População de células humanas Frequencia. De Total de células vivas Contagem de células vivas iNbm # Cells in Population
Controle do mouse
Total de células vivas 100,00% 39,5 x 10 6 39,5 x 10 6
HCD45 + 98,50% 39,5 x 10 6 38,9 x 10 6
Total CD19 + 27,20% 39,5 x 10 6 10,7 x 10 6
Prob 24,20% 39,5 x 10 6 9,56 x 10 6
Pré-b 1,70% 39,5 x 10 6 0,68 x 10 6
Imaturo B 0,83% 39,5 x 10 6 0,33X 10 6
Maduro B 0,68% 39,5 x 10 6 0,27 x 10 6
TSLP + Mouse
Total de células vivas 100,00% 72,0 x 10 6 72,0 x 10 6
HCD45 + 99,30% 72,0 x 10 6 71,5 x 10 6
Total CD19 + 65,10% 72,0 x 10 6 46,8 x 10 6
Prob 60,20% 72,0 x 10 6 43,3 x 10 6
Pré-b 2,70% 72,0 x 10 6 1,92 x 10 6
Imaturo B 1,60% 72,0 x 10 6 0,11 x 10 6
Maduro B 0,40% 72,0 x 10 6 0,29 x 10 6

Tabela 1: Frequência e contagens de subgrupos de células B humanas normais em medula óssea PDX. A frequência (%) de cada subconjunto de células B dentro das células vivas totais foi determinada por análise de citometria de fluxo (ver Figura 5A para a estratégia de gating).

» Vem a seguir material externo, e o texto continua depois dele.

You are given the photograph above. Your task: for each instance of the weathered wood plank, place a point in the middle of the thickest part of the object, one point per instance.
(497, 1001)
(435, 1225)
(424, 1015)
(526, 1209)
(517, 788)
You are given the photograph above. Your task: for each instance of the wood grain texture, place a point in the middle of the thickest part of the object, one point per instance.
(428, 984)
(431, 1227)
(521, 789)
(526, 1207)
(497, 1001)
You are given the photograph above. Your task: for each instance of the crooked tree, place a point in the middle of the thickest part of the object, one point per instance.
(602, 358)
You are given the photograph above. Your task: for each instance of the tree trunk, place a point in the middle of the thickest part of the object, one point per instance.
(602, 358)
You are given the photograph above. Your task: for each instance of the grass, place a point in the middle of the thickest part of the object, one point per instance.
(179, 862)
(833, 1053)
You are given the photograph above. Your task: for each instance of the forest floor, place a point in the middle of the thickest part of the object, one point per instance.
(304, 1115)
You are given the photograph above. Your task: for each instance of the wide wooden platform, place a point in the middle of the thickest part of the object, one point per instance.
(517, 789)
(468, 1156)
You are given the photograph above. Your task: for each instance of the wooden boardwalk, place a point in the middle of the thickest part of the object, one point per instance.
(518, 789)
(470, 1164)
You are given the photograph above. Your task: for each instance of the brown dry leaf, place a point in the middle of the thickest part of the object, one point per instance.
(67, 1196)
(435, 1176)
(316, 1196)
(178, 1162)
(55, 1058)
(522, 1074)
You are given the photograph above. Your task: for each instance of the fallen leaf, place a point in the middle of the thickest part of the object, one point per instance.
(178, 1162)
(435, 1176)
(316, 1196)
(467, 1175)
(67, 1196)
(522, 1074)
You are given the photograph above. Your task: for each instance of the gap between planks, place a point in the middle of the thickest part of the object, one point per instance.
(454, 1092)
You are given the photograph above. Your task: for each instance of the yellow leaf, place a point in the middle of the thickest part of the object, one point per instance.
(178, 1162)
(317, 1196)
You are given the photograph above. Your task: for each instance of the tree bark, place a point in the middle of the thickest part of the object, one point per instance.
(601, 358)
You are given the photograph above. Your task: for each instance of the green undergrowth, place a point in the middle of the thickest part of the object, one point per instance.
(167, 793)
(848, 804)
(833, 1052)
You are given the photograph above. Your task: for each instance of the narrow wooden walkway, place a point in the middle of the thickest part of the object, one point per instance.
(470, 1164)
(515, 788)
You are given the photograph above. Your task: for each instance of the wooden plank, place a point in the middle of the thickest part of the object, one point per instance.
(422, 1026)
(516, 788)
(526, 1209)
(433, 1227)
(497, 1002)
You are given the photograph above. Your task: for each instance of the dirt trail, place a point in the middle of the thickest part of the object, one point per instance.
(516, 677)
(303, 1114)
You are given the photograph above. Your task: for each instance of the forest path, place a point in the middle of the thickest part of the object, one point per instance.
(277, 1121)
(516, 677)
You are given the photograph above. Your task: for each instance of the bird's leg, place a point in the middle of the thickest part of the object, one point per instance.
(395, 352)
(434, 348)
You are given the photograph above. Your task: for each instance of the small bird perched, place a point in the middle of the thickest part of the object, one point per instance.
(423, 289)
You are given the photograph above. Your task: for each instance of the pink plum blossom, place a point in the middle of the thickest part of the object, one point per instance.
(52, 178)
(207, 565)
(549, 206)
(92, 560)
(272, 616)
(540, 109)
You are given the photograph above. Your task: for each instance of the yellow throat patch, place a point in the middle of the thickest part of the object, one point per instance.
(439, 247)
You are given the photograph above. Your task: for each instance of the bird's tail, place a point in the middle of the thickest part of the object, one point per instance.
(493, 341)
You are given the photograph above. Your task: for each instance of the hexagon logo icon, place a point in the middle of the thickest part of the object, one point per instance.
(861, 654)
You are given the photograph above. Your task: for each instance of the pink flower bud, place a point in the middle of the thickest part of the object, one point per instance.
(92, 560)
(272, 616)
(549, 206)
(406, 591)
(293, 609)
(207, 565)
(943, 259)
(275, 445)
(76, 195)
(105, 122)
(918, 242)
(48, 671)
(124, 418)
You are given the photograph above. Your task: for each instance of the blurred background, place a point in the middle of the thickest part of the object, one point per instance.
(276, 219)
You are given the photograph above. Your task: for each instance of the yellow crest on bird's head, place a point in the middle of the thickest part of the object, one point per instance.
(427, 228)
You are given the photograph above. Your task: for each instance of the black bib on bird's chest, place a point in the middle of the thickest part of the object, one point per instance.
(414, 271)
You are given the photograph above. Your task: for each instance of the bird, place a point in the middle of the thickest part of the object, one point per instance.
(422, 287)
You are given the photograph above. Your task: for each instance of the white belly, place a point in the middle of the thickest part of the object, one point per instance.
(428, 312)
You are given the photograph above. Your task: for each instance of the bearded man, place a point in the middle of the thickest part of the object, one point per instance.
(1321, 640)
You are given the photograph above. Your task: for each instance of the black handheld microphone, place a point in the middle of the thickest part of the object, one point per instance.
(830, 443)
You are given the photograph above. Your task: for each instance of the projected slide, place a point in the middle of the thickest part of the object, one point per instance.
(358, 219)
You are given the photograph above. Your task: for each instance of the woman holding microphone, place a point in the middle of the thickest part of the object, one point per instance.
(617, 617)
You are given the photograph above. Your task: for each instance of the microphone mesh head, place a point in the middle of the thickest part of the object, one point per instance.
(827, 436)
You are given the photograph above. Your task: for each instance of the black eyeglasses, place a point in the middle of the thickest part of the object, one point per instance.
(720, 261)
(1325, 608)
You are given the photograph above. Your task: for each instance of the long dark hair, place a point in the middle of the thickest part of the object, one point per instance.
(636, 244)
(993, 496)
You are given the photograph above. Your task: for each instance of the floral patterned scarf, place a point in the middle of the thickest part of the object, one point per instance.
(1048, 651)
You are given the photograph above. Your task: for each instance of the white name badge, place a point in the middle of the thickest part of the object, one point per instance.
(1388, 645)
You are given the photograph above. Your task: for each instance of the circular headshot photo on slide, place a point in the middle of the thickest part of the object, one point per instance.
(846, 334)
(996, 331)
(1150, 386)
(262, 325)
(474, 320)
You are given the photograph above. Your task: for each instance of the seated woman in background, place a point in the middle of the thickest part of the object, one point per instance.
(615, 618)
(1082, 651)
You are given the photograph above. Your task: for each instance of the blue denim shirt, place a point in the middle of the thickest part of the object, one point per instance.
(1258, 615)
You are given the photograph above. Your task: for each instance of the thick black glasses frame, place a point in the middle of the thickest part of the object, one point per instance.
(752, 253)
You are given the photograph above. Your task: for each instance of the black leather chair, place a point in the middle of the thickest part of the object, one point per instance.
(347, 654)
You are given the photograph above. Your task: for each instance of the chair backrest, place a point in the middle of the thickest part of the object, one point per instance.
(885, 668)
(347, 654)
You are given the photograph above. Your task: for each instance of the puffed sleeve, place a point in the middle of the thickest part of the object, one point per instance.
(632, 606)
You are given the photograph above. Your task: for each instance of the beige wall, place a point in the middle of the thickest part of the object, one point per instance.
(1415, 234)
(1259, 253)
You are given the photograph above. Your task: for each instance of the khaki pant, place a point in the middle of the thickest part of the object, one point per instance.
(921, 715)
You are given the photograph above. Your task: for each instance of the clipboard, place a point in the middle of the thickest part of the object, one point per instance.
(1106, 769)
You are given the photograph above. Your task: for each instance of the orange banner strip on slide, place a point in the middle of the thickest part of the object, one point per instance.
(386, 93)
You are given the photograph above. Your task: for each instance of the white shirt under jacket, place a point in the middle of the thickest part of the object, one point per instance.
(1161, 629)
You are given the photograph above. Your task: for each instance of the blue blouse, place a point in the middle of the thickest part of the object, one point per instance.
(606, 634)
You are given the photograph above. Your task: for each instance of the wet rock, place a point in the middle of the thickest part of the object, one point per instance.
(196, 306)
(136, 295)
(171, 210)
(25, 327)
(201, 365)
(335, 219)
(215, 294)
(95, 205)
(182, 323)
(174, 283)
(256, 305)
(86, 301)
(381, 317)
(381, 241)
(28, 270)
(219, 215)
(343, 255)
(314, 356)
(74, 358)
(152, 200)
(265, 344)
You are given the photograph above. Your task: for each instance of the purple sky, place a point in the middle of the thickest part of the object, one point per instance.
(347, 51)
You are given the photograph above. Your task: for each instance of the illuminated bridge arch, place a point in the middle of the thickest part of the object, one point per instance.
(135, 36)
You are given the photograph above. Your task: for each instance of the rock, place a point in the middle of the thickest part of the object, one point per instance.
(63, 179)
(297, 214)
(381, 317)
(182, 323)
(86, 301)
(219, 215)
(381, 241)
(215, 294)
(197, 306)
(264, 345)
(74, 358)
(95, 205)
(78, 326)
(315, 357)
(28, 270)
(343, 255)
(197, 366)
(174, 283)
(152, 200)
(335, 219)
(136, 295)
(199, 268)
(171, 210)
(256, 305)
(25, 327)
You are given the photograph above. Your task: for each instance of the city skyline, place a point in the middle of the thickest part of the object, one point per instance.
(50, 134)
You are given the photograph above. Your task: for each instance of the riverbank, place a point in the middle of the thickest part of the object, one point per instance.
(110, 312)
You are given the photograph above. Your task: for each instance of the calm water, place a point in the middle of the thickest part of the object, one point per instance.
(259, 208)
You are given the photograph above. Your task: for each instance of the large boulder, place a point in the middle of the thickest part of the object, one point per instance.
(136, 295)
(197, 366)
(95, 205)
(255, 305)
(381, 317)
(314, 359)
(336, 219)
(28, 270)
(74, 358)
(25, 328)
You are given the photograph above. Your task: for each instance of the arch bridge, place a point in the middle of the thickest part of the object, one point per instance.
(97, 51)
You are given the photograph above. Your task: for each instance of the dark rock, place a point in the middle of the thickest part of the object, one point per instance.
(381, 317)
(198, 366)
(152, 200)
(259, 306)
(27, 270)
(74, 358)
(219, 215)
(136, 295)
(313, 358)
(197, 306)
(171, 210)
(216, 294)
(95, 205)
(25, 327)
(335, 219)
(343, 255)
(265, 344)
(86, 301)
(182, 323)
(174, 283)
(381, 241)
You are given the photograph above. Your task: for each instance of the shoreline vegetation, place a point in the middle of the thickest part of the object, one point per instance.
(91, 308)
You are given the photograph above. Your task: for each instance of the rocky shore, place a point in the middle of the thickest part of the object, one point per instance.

Dados de medula óssea representativos de um murganho PDX de controlo (injecções de estroma de controlo recebidas, 5 x 10 6 células / semana) e um rato TSLP + PDX (injecções de estroma TSLP recebidas, 5 x 10 6 células / semana). As contagens totais de células BM vivas foram registadas na eutanásia e a citometria de fluxo de imuno-fenotipagem foi utilizada para avaliar a frequência do subconjunto (%) e calcular o tamanho de cada população de subconjuntos de células B (subconjunto de contagem de células =Células vivas "x" subconjunto frequência ").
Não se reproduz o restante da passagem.